D-Wave was no where to be seen, but a bunch of new quantum startups with more method variety have cropped up, I think in response to the settling (annealing) based stuff not turning out to be very useful and some vaguely promising results on photonic mechanisms out of China. The company that builds the chandelier looking chillers for many of the big quantum players had their own little booth this year, which I suppose in the standard analogy (and reality) is the sheet-metal stamper peeking out from behind the shovel salesman.
It was a rehash from an earlier conference paper, but the open secret that the proxy benchmarks for the big codes the national labs are running are now like 75% memory fetches and integer math seems to be fully out.
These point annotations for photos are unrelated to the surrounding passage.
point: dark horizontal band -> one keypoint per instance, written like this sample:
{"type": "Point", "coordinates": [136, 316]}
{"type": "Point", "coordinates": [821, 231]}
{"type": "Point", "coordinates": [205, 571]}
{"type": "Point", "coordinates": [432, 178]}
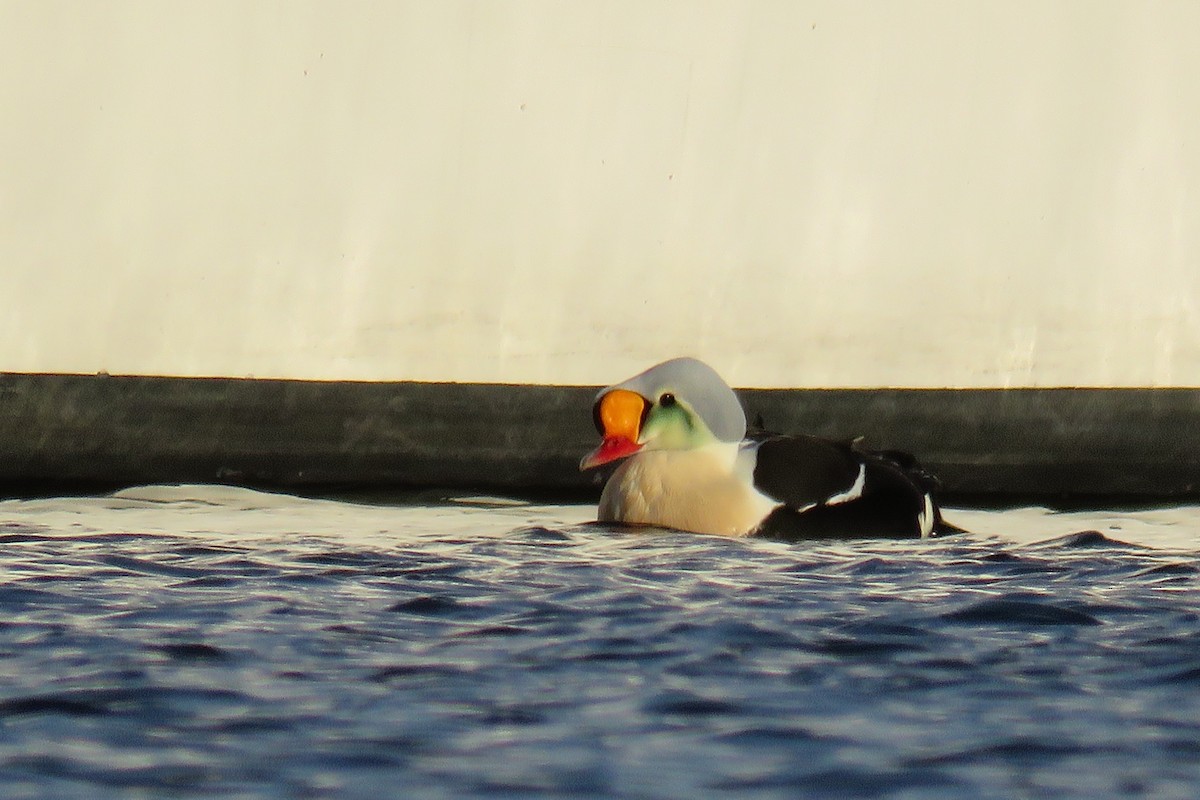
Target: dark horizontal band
{"type": "Point", "coordinates": [119, 431]}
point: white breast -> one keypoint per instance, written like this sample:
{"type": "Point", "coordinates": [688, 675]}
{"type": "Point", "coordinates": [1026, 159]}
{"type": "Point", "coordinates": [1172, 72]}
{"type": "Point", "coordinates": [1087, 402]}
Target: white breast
{"type": "Point", "coordinates": [706, 491]}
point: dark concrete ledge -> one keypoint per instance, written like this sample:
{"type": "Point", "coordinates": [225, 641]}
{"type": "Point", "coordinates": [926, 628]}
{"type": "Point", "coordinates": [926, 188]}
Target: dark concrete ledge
{"type": "Point", "coordinates": [63, 431]}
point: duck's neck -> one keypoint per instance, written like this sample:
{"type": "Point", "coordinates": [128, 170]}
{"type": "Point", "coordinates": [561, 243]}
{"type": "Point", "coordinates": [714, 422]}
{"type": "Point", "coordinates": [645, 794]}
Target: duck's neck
{"type": "Point", "coordinates": [701, 489]}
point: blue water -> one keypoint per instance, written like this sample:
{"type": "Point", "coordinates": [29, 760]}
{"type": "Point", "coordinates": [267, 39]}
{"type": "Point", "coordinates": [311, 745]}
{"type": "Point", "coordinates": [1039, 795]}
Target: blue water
{"type": "Point", "coordinates": [183, 642]}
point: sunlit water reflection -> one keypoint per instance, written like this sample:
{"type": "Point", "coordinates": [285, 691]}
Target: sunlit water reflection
{"type": "Point", "coordinates": [214, 641]}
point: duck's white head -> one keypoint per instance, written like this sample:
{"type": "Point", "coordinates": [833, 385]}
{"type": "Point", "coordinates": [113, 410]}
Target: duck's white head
{"type": "Point", "coordinates": [678, 404]}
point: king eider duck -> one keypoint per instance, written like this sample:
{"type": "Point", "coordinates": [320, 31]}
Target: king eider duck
{"type": "Point", "coordinates": [689, 464]}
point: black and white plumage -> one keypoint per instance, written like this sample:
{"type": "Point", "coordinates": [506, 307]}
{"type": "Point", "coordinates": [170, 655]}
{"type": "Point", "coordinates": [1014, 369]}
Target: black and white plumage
{"type": "Point", "coordinates": [689, 464]}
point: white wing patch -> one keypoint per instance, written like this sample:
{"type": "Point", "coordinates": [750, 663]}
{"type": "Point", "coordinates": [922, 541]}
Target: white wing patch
{"type": "Point", "coordinates": [853, 492]}
{"type": "Point", "coordinates": [925, 518]}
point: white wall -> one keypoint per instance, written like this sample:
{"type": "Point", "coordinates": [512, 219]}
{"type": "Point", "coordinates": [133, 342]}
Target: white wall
{"type": "Point", "coordinates": [935, 193]}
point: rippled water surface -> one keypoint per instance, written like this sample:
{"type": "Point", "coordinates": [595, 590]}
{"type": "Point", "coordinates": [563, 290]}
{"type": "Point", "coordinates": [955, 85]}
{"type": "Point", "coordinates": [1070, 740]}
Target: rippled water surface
{"type": "Point", "coordinates": [197, 641]}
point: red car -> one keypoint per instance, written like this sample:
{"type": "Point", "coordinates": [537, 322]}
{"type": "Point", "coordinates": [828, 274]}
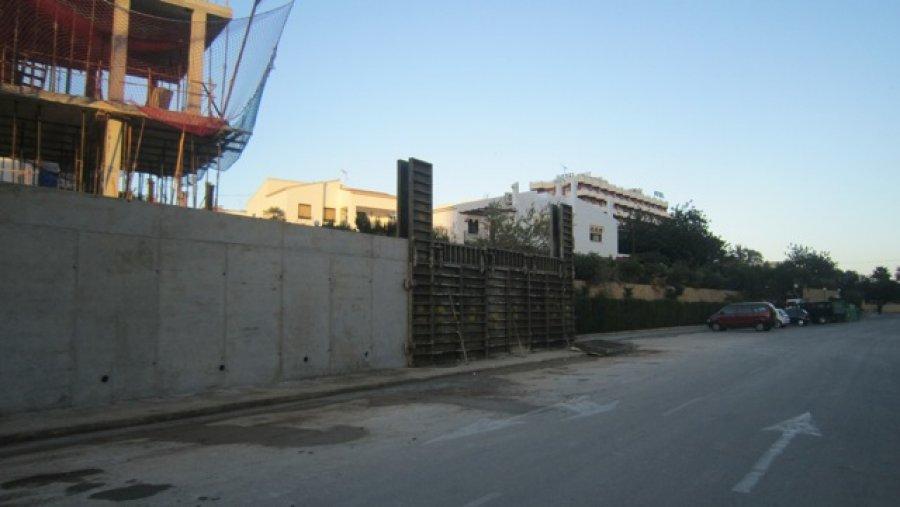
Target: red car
{"type": "Point", "coordinates": [760, 316]}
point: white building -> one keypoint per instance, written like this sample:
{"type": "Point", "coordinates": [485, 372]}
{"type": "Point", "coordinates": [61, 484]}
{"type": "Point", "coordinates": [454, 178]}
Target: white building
{"type": "Point", "coordinates": [619, 202]}
{"type": "Point", "coordinates": [321, 202]}
{"type": "Point", "coordinates": [594, 229]}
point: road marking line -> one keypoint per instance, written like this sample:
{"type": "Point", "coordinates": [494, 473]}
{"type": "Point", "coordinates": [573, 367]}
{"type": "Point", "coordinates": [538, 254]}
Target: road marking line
{"type": "Point", "coordinates": [789, 429]}
{"type": "Point", "coordinates": [581, 406]}
{"type": "Point", "coordinates": [483, 500]}
{"type": "Point", "coordinates": [683, 405]}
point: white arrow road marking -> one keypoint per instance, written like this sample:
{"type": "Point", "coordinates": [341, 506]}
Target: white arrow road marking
{"type": "Point", "coordinates": [479, 426]}
{"type": "Point", "coordinates": [579, 407]}
{"type": "Point", "coordinates": [802, 424]}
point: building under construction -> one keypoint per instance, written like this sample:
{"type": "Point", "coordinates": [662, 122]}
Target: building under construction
{"type": "Point", "coordinates": [144, 99]}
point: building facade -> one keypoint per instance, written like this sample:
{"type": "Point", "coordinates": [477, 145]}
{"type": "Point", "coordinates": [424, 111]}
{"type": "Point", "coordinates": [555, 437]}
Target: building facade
{"type": "Point", "coordinates": [321, 202]}
{"type": "Point", "coordinates": [597, 192]}
{"type": "Point", "coordinates": [595, 230]}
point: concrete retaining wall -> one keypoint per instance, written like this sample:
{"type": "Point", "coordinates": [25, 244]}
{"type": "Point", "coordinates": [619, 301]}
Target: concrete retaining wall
{"type": "Point", "coordinates": [104, 300]}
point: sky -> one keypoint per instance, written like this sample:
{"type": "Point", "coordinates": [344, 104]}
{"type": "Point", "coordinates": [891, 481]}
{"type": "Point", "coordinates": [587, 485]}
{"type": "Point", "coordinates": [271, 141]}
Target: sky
{"type": "Point", "coordinates": [779, 119]}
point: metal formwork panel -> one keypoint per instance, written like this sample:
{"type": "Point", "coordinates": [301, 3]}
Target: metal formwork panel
{"type": "Point", "coordinates": [469, 302]}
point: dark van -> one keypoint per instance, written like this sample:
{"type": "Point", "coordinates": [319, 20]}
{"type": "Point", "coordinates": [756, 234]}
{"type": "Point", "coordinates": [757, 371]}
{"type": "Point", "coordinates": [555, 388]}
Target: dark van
{"type": "Point", "coordinates": [760, 316]}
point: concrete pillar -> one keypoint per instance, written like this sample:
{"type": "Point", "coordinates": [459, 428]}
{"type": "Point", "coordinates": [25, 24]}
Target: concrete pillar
{"type": "Point", "coordinates": [112, 157]}
{"type": "Point", "coordinates": [195, 60]}
{"type": "Point", "coordinates": [118, 58]}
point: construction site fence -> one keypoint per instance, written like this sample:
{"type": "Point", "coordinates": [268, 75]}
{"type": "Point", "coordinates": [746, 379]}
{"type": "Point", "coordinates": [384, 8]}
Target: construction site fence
{"type": "Point", "coordinates": [471, 302]}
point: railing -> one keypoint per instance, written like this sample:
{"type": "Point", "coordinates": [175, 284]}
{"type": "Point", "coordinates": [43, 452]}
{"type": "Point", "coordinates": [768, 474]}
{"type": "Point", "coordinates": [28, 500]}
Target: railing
{"type": "Point", "coordinates": [141, 88]}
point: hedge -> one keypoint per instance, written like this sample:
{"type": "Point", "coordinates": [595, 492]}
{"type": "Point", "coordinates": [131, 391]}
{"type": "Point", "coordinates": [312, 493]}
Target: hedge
{"type": "Point", "coordinates": [601, 314]}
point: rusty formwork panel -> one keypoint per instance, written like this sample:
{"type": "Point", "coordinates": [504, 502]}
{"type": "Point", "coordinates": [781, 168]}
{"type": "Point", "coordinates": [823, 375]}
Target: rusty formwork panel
{"type": "Point", "coordinates": [469, 302]}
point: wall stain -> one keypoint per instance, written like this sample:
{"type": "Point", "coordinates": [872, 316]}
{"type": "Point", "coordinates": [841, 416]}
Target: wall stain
{"type": "Point", "coordinates": [81, 487]}
{"type": "Point", "coordinates": [37, 481]}
{"type": "Point", "coordinates": [264, 435]}
{"type": "Point", "coordinates": [133, 492]}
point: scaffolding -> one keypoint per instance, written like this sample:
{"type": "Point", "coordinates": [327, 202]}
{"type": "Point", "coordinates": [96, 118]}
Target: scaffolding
{"type": "Point", "coordinates": [131, 98]}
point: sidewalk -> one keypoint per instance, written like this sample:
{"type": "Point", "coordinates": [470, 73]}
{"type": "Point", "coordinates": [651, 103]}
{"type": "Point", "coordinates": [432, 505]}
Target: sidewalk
{"type": "Point", "coordinates": [29, 426]}
{"type": "Point", "coordinates": [40, 425]}
{"type": "Point", "coordinates": [659, 332]}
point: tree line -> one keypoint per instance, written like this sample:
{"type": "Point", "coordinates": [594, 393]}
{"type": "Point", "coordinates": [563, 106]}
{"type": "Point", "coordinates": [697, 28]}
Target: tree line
{"type": "Point", "coordinates": [682, 251]}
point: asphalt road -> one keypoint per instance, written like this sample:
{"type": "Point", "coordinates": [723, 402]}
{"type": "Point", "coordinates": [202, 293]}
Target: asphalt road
{"type": "Point", "coordinates": [800, 416]}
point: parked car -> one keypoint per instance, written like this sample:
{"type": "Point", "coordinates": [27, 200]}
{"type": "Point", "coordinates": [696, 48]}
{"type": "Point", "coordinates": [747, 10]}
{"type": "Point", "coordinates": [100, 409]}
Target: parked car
{"type": "Point", "coordinates": [797, 315]}
{"type": "Point", "coordinates": [760, 316]}
{"type": "Point", "coordinates": [783, 319]}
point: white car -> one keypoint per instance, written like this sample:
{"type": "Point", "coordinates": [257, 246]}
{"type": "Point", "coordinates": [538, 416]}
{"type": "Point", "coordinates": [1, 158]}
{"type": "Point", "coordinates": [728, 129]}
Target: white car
{"type": "Point", "coordinates": [783, 318]}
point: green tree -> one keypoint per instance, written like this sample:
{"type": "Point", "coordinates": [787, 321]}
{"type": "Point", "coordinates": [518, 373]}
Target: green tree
{"type": "Point", "coordinates": [274, 213]}
{"type": "Point", "coordinates": [509, 230]}
{"type": "Point", "coordinates": [684, 236]}
{"type": "Point", "coordinates": [881, 289]}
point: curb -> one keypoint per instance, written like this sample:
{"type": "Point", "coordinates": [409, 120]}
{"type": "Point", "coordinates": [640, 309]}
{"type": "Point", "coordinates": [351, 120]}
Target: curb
{"type": "Point", "coordinates": [20, 437]}
{"type": "Point", "coordinates": [659, 332]}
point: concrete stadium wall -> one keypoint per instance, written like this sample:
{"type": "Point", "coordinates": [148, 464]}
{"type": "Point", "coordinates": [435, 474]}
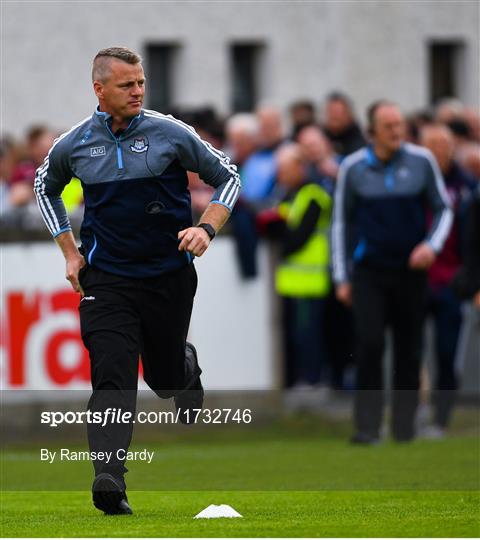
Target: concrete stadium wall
{"type": "Point", "coordinates": [370, 49]}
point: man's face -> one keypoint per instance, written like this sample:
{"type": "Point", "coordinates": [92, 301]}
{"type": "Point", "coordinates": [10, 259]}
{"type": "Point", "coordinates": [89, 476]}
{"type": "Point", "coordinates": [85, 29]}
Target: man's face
{"type": "Point", "coordinates": [290, 169]}
{"type": "Point", "coordinates": [440, 143]}
{"type": "Point", "coordinates": [122, 93]}
{"type": "Point", "coordinates": [389, 128]}
{"type": "Point", "coordinates": [337, 116]}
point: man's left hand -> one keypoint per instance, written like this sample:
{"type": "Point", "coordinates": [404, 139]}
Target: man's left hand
{"type": "Point", "coordinates": [422, 257]}
{"type": "Point", "coordinates": [195, 240]}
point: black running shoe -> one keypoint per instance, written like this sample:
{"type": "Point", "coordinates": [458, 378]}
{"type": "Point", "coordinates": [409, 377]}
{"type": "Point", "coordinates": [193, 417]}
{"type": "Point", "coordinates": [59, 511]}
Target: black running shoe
{"type": "Point", "coordinates": [109, 496]}
{"type": "Point", "coordinates": [192, 396]}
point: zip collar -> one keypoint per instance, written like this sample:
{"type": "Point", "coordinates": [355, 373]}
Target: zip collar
{"type": "Point", "coordinates": [373, 160]}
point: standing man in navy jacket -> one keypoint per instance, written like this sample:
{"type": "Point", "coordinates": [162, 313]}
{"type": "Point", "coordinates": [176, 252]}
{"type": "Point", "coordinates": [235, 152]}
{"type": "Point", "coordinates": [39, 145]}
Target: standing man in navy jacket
{"type": "Point", "coordinates": [380, 210]}
{"type": "Point", "coordinates": [134, 269]}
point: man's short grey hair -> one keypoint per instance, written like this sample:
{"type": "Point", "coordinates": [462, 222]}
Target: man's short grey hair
{"type": "Point", "coordinates": [101, 62]}
{"type": "Point", "coordinates": [244, 122]}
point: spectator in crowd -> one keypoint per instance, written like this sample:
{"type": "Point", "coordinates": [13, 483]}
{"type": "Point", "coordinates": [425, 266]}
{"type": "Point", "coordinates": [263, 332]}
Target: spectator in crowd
{"type": "Point", "coordinates": [39, 141]}
{"type": "Point", "coordinates": [242, 137]}
{"type": "Point", "coordinates": [322, 163]}
{"type": "Point", "coordinates": [322, 168]}
{"type": "Point", "coordinates": [340, 125]}
{"type": "Point", "coordinates": [302, 278]}
{"type": "Point", "coordinates": [6, 168]}
{"type": "Point", "coordinates": [302, 114]}
{"type": "Point", "coordinates": [258, 173]}
{"type": "Point", "coordinates": [448, 110]}
{"type": "Point", "coordinates": [415, 122]}
{"type": "Point", "coordinates": [470, 159]}
{"type": "Point", "coordinates": [467, 280]}
{"type": "Point", "coordinates": [443, 305]}
{"type": "Point", "coordinates": [467, 285]}
{"type": "Point", "coordinates": [380, 200]}
{"type": "Point", "coordinates": [472, 117]}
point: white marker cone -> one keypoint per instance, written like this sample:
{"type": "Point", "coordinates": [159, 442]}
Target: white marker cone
{"type": "Point", "coordinates": [217, 510]}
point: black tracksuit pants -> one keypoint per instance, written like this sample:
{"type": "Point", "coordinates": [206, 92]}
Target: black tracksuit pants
{"type": "Point", "coordinates": [381, 297]}
{"type": "Point", "coordinates": [121, 318]}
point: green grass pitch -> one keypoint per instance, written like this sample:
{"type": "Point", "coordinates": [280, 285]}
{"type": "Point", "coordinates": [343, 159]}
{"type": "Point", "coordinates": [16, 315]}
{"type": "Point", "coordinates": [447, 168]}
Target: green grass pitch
{"type": "Point", "coordinates": [294, 479]}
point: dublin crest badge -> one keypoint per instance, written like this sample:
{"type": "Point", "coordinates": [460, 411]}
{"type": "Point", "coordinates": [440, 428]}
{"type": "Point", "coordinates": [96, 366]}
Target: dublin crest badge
{"type": "Point", "coordinates": [139, 146]}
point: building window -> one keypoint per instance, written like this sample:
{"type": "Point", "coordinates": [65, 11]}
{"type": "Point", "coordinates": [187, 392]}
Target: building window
{"type": "Point", "coordinates": [445, 59]}
{"type": "Point", "coordinates": [160, 62]}
{"type": "Point", "coordinates": [245, 59]}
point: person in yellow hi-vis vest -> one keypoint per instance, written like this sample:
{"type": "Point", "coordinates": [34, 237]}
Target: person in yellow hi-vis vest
{"type": "Point", "coordinates": [302, 277]}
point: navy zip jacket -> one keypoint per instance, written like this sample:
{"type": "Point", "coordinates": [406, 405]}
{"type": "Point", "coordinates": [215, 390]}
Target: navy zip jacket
{"type": "Point", "coordinates": [135, 189]}
{"type": "Point", "coordinates": [380, 209]}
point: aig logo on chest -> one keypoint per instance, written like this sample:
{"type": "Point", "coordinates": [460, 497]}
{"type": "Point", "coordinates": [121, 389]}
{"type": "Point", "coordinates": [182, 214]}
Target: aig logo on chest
{"type": "Point", "coordinates": [97, 151]}
{"type": "Point", "coordinates": [139, 146]}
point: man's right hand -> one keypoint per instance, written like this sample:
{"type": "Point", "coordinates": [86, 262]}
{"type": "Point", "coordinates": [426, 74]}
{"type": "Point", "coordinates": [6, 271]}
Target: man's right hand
{"type": "Point", "coordinates": [74, 263]}
{"type": "Point", "coordinates": [344, 293]}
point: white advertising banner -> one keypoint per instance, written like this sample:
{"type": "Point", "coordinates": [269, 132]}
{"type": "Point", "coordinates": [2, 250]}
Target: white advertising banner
{"type": "Point", "coordinates": [40, 343]}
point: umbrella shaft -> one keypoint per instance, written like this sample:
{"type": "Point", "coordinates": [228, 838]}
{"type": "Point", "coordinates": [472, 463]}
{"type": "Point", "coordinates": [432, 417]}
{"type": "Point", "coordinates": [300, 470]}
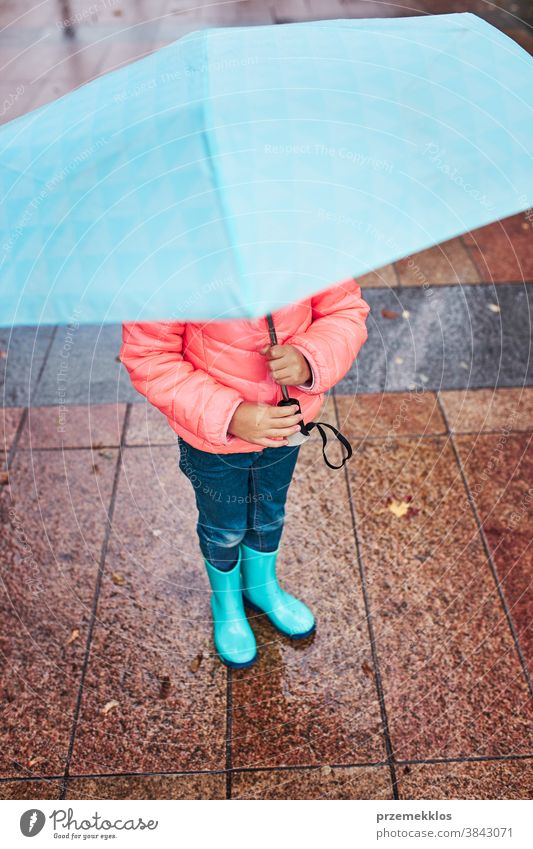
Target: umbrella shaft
{"type": "Point", "coordinates": [274, 341]}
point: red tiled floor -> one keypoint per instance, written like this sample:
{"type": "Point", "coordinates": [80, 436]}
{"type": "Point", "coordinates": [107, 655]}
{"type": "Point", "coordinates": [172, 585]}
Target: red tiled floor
{"type": "Point", "coordinates": [314, 701]}
{"type": "Point", "coordinates": [322, 783]}
{"type": "Point", "coordinates": [390, 415]}
{"type": "Point", "coordinates": [500, 472]}
{"type": "Point", "coordinates": [30, 789]}
{"type": "Point", "coordinates": [444, 264]}
{"type": "Point", "coordinates": [452, 681]}
{"type": "Point", "coordinates": [473, 780]}
{"type": "Point", "coordinates": [148, 426]}
{"type": "Point", "coordinates": [503, 251]}
{"type": "Point", "coordinates": [149, 787]}
{"type": "Point", "coordinates": [54, 518]}
{"type": "Point", "coordinates": [94, 427]}
{"type": "Point", "coordinates": [476, 410]}
{"type": "Point", "coordinates": [152, 651]}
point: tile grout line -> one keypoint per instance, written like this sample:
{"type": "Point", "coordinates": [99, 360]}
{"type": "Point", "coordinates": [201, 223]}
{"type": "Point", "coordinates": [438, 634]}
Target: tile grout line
{"type": "Point", "coordinates": [489, 759]}
{"type": "Point", "coordinates": [96, 595]}
{"type": "Point", "coordinates": [436, 434]}
{"type": "Point", "coordinates": [372, 638]}
{"type": "Point", "coordinates": [229, 733]}
{"type": "Point", "coordinates": [488, 552]}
They spend all their time pointer chasing in the pivot tables for sparse matrices and the fancy FP hardware barely matters because, as always in a modern context, everything is dominated by hard-to-predict memory accesses.
And of course the number of companies selling AI snakeoil was at a record high. AI services. AI accelerators comprised of FP8 hardware that doesn’t even give you an order of magnitude and doesn’t encode a NaN so you can’t tell you’re operating entirely on garbage bits. AI consulting. Cryptobros feeling out the new AI hustle. It’s like the “big data” cycle a little over a decade ago, but instead of believing any sufficiently large pile of shit contains a pony with probability approaching one, they just …hope the glorified pattern recognition engines will find them a pony if fed their data? And they might be right, but the pony will probably be a hallucination.
…and apparently I picked up a 2nd round of COVID on the trip. Fabulous.